The console will ship with four pre-embedded games, and users will also be able to download a fifth title at no charge. It will retail for US$199 in Brazil. In other locales, scheduled for rollouts later in the year, the price is expected to drop to $179. Prices may continue to decrease in 2010 as Zeebo anticipates another $30 price cut to $149.

Zeebo is taking a very big risk, Rob Enderle, principal analyst at Enderle Group, told the E-Commerce Times. "I don't see the right end game here.
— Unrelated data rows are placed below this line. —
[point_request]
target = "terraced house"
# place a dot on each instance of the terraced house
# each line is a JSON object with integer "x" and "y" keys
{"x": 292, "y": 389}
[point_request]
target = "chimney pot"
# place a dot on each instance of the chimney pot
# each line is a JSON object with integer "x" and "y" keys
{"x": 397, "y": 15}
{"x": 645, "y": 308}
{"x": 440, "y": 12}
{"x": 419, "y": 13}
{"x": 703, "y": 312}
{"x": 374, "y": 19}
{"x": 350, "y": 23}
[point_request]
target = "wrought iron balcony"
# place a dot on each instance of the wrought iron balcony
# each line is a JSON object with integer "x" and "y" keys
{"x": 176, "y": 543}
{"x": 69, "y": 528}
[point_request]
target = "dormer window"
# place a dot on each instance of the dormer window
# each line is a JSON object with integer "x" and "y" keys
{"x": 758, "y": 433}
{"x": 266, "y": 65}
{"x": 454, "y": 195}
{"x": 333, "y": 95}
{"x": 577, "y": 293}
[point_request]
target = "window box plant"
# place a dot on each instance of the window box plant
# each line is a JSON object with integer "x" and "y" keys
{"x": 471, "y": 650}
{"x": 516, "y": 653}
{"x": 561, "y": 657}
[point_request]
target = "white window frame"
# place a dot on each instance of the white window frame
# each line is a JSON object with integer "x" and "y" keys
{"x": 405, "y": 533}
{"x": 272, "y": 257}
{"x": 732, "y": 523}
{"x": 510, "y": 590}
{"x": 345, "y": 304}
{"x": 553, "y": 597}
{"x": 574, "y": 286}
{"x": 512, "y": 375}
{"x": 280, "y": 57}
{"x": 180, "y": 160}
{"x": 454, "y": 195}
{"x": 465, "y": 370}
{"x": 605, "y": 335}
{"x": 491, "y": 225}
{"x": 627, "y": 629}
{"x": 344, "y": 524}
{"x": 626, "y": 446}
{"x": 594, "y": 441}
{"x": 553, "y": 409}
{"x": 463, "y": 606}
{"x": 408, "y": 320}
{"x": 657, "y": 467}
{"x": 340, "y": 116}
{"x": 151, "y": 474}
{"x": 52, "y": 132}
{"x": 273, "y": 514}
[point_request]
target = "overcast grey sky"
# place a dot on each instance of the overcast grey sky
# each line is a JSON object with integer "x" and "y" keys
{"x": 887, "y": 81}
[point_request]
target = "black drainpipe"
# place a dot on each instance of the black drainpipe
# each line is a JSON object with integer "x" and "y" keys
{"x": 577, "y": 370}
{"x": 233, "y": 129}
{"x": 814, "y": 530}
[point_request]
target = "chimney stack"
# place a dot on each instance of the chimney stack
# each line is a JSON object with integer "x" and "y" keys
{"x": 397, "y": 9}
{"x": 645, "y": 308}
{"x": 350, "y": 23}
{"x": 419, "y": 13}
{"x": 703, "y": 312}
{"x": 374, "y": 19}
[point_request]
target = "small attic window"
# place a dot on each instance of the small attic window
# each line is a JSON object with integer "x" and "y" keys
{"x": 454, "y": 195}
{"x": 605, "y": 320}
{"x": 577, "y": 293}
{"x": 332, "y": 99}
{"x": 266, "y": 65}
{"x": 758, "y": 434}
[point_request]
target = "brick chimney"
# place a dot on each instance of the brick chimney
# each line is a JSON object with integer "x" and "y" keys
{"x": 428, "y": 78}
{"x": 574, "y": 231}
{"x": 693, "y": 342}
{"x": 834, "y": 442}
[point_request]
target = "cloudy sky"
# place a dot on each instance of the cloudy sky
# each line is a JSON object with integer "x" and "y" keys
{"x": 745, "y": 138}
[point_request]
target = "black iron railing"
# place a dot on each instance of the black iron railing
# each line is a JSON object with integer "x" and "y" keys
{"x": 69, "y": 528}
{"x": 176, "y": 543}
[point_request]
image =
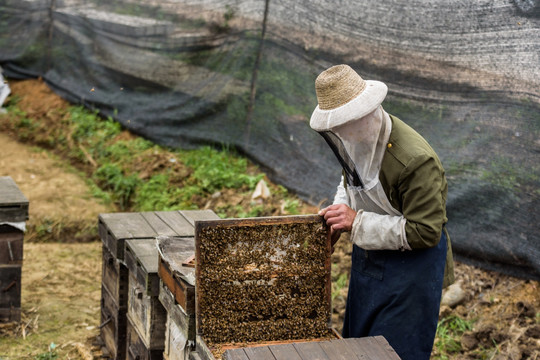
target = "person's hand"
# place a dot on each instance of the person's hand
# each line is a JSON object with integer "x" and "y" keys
{"x": 339, "y": 218}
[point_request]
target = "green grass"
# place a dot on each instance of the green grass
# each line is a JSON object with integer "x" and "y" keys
{"x": 136, "y": 174}
{"x": 449, "y": 332}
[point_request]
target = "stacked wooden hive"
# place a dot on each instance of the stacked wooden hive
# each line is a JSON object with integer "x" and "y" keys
{"x": 13, "y": 215}
{"x": 136, "y": 305}
{"x": 151, "y": 308}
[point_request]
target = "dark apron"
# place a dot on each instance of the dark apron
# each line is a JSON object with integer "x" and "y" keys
{"x": 397, "y": 294}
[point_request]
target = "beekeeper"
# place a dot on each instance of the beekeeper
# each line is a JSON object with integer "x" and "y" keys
{"x": 392, "y": 200}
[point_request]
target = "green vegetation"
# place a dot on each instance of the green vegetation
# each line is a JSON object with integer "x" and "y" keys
{"x": 137, "y": 175}
{"x": 49, "y": 355}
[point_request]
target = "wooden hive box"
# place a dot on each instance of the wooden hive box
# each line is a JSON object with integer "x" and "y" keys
{"x": 13, "y": 210}
{"x": 146, "y": 315}
{"x": 177, "y": 289}
{"x": 10, "y": 296}
{"x": 11, "y": 245}
{"x": 261, "y": 280}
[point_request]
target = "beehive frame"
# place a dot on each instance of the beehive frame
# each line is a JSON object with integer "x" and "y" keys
{"x": 262, "y": 279}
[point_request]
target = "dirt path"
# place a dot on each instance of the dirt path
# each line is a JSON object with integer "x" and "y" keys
{"x": 56, "y": 192}
{"x": 61, "y": 283}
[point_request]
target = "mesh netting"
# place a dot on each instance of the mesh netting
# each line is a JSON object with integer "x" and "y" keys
{"x": 241, "y": 73}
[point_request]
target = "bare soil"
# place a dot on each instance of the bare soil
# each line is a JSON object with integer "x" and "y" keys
{"x": 61, "y": 280}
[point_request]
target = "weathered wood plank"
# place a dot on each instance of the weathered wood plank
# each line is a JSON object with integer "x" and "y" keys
{"x": 136, "y": 348}
{"x": 114, "y": 277}
{"x": 235, "y": 354}
{"x": 176, "y": 314}
{"x": 285, "y": 352}
{"x": 339, "y": 350}
{"x": 10, "y": 286}
{"x": 10, "y": 314}
{"x": 311, "y": 351}
{"x": 195, "y": 215}
{"x": 11, "y": 245}
{"x": 113, "y": 325}
{"x": 13, "y": 203}
{"x": 123, "y": 226}
{"x": 202, "y": 349}
{"x": 259, "y": 352}
{"x": 372, "y": 347}
{"x": 160, "y": 226}
{"x": 147, "y": 315}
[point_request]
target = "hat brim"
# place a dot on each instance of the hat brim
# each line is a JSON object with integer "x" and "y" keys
{"x": 368, "y": 100}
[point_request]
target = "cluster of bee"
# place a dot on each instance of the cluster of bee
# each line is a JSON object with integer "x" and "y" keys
{"x": 263, "y": 282}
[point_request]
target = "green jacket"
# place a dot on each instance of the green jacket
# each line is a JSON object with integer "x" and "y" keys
{"x": 414, "y": 182}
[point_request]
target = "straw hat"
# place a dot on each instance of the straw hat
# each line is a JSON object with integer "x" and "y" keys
{"x": 344, "y": 96}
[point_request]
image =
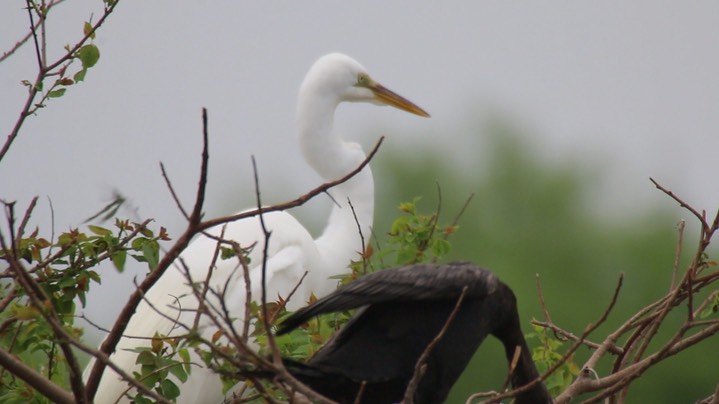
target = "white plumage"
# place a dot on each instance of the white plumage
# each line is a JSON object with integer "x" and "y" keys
{"x": 332, "y": 79}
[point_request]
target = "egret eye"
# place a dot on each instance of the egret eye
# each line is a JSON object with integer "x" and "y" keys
{"x": 362, "y": 79}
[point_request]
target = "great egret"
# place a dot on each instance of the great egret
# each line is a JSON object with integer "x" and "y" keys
{"x": 332, "y": 79}
{"x": 403, "y": 310}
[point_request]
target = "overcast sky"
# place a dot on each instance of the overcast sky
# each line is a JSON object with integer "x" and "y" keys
{"x": 631, "y": 86}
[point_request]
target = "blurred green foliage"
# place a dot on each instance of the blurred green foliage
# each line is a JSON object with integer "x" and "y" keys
{"x": 531, "y": 218}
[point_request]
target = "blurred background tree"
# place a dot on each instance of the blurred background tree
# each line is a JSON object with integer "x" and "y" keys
{"x": 532, "y": 217}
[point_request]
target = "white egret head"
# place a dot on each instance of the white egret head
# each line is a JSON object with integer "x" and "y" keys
{"x": 339, "y": 78}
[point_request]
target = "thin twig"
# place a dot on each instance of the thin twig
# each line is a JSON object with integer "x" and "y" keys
{"x": 421, "y": 365}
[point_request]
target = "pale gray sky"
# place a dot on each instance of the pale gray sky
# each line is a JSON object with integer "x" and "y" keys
{"x": 630, "y": 86}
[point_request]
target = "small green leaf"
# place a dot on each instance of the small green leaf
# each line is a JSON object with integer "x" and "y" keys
{"x": 57, "y": 93}
{"x": 80, "y": 76}
{"x": 88, "y": 55}
{"x": 170, "y": 389}
{"x": 100, "y": 231}
{"x": 179, "y": 372}
{"x": 151, "y": 252}
{"x": 440, "y": 247}
{"x": 87, "y": 30}
{"x": 145, "y": 358}
{"x": 118, "y": 259}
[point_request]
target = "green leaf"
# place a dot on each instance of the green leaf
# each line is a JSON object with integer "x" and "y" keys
{"x": 151, "y": 252}
{"x": 57, "y": 93}
{"x": 88, "y": 55}
{"x": 80, "y": 76}
{"x": 118, "y": 259}
{"x": 179, "y": 372}
{"x": 87, "y": 30}
{"x": 100, "y": 231}
{"x": 170, "y": 389}
{"x": 146, "y": 358}
{"x": 440, "y": 247}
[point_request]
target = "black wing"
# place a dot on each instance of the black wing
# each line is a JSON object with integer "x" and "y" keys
{"x": 408, "y": 283}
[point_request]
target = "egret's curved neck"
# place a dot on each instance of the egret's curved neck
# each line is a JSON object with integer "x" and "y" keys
{"x": 333, "y": 158}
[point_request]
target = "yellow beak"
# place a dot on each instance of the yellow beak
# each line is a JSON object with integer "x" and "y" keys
{"x": 389, "y": 97}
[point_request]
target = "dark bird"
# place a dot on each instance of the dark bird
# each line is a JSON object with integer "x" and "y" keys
{"x": 401, "y": 312}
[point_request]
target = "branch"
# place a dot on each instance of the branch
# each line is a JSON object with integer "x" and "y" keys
{"x": 421, "y": 366}
{"x": 35, "y": 379}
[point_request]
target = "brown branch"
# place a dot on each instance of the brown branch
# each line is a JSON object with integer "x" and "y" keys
{"x": 112, "y": 339}
{"x": 44, "y": 72}
{"x": 681, "y": 203}
{"x": 421, "y": 366}
{"x": 35, "y": 379}
{"x": 299, "y": 201}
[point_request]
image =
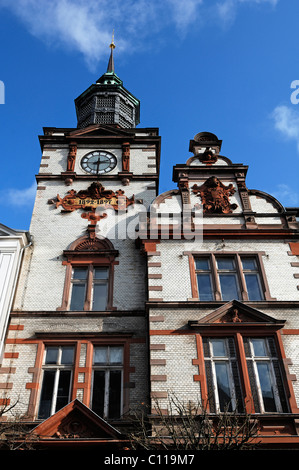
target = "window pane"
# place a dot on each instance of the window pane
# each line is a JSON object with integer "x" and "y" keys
{"x": 46, "y": 394}
{"x": 100, "y": 273}
{"x": 226, "y": 264}
{"x": 202, "y": 264}
{"x": 266, "y": 386}
{"x": 259, "y": 347}
{"x": 99, "y": 297}
{"x": 78, "y": 297}
{"x": 249, "y": 263}
{"x": 98, "y": 392}
{"x": 204, "y": 287}
{"x": 116, "y": 355}
{"x": 253, "y": 287}
{"x": 218, "y": 347}
{"x": 67, "y": 355}
{"x": 224, "y": 392}
{"x": 79, "y": 273}
{"x": 229, "y": 287}
{"x": 114, "y": 394}
{"x": 63, "y": 389}
{"x": 51, "y": 355}
{"x": 100, "y": 355}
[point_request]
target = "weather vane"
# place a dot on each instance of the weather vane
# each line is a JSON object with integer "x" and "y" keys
{"x": 112, "y": 45}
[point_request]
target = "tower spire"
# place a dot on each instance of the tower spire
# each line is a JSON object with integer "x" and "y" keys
{"x": 110, "y": 68}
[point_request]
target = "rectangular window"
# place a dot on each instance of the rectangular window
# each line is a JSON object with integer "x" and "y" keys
{"x": 57, "y": 377}
{"x": 222, "y": 374}
{"x": 89, "y": 289}
{"x": 107, "y": 381}
{"x": 265, "y": 375}
{"x": 228, "y": 277}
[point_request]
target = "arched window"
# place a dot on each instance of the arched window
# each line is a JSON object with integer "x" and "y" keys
{"x": 89, "y": 275}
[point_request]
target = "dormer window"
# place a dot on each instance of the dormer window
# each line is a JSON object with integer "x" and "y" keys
{"x": 89, "y": 275}
{"x": 229, "y": 276}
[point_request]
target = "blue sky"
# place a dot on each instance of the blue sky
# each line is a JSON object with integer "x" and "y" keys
{"x": 222, "y": 66}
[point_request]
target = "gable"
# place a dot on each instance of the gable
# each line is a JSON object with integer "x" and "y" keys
{"x": 76, "y": 421}
{"x": 237, "y": 313}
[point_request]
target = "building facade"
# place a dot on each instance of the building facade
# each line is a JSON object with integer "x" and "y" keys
{"x": 13, "y": 243}
{"x": 127, "y": 295}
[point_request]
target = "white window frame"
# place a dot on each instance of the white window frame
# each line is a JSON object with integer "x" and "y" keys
{"x": 268, "y": 360}
{"x": 227, "y": 360}
{"x": 58, "y": 367}
{"x": 107, "y": 368}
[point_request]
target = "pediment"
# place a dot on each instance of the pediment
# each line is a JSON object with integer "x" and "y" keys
{"x": 76, "y": 421}
{"x": 236, "y": 313}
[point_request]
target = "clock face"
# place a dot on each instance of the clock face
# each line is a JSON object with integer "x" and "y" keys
{"x": 98, "y": 162}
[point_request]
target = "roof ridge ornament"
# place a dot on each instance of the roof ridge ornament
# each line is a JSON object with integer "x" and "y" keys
{"x": 110, "y": 68}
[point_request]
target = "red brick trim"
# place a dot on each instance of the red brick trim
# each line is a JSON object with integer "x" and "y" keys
{"x": 294, "y": 246}
{"x": 16, "y": 327}
{"x": 158, "y": 378}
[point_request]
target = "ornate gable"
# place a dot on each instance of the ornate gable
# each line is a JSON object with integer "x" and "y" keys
{"x": 76, "y": 421}
{"x": 237, "y": 313}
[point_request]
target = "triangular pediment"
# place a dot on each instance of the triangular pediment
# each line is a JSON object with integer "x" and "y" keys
{"x": 100, "y": 130}
{"x": 235, "y": 312}
{"x": 76, "y": 421}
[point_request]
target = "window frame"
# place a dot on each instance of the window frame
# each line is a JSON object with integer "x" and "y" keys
{"x": 90, "y": 282}
{"x": 213, "y": 359}
{"x": 90, "y": 253}
{"x": 247, "y": 390}
{"x": 239, "y": 273}
{"x": 57, "y": 367}
{"x": 85, "y": 370}
{"x": 107, "y": 368}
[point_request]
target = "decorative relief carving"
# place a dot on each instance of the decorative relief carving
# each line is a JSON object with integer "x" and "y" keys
{"x": 208, "y": 157}
{"x": 71, "y": 156}
{"x": 94, "y": 196}
{"x": 126, "y": 156}
{"x": 215, "y": 196}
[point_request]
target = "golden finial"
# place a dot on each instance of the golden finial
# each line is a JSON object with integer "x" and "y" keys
{"x": 112, "y": 45}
"We've had a lot of people try this thinking it would be a technology play, but it's all about the content, and that has been very difficult to get off the ground because so many developers have been burned and they would rather focus whatever resources they have on products that actually have an installed base. The buy-in here is pretty big at the moment. In other words, you have to pay a large number of developers to build you stuff, and I don't see that here," he explained.

We Don't Need No Stinking Console

Also attracting attention at GDC '09 was OnLive, a Palo Alto, Calif.-based company that has pioneered a console-free, on-demand video game system. The system is comprised of the OnLive MicroConsole device -- roughly the size of a deck of cards -- and the OnLive Game Service. The cloud-based system streams games from OnLive's remote servers.

Gamers can get the same experience on almost any Internet-connected PC or Mac via a small browser plug-in from OnLive.com -- and even low-cost computers will play high-performance games, according to the company. Whether on a TV, a PC or a Mac, OnLive provides instant access to both solo and multiplayer games.

"Hosted gaming is the future of console gaming and likely the majority of PC gaming as well. OnLive is the first big step to that future, and this is truly a game changer," Enderle said.

The service could pose a threat to traditional console makers, he noted.

"Once you host something like this and make it work, you effectively eliminate the hardware risk and the consoles can drop to aggressive prices -- and with subsidies could even be offered near free. We are clearly on this path, and the result could aggregate all of the game developers on one cloud-based platform. If that happens, traditional console gaming is dead," Enderle explained.

Currently in a closed beta, OnLive expects to open up the service as a public beta during the summer and launch officially in the winter.

Stats and Figures

In other news, NPD's gaming sales results for February show that the industry continues to make gains even as consumers cut back spending in other areas of entertainment. Overall sales revenue for the second month of the year topped $1.47 billion, a 10 percent increase.

Microsoft saw big gains with its Xbox 360 console, selling 391,000 units. However, the Wii continued its domination of the hardware sector, with consumers purchasing 753,000 consoles. Sony's PlayStation 3 continued to trail with just 276,000 units sold.

The Xbox's gains are putting Microsoft in an increasingly advantageous position, according to Enderle. "It's a combination of better game selection and attractive price against the Wii, which lacks game depth, and the PS3, which is too expensive. Microsoft is starting to corner this market," he said.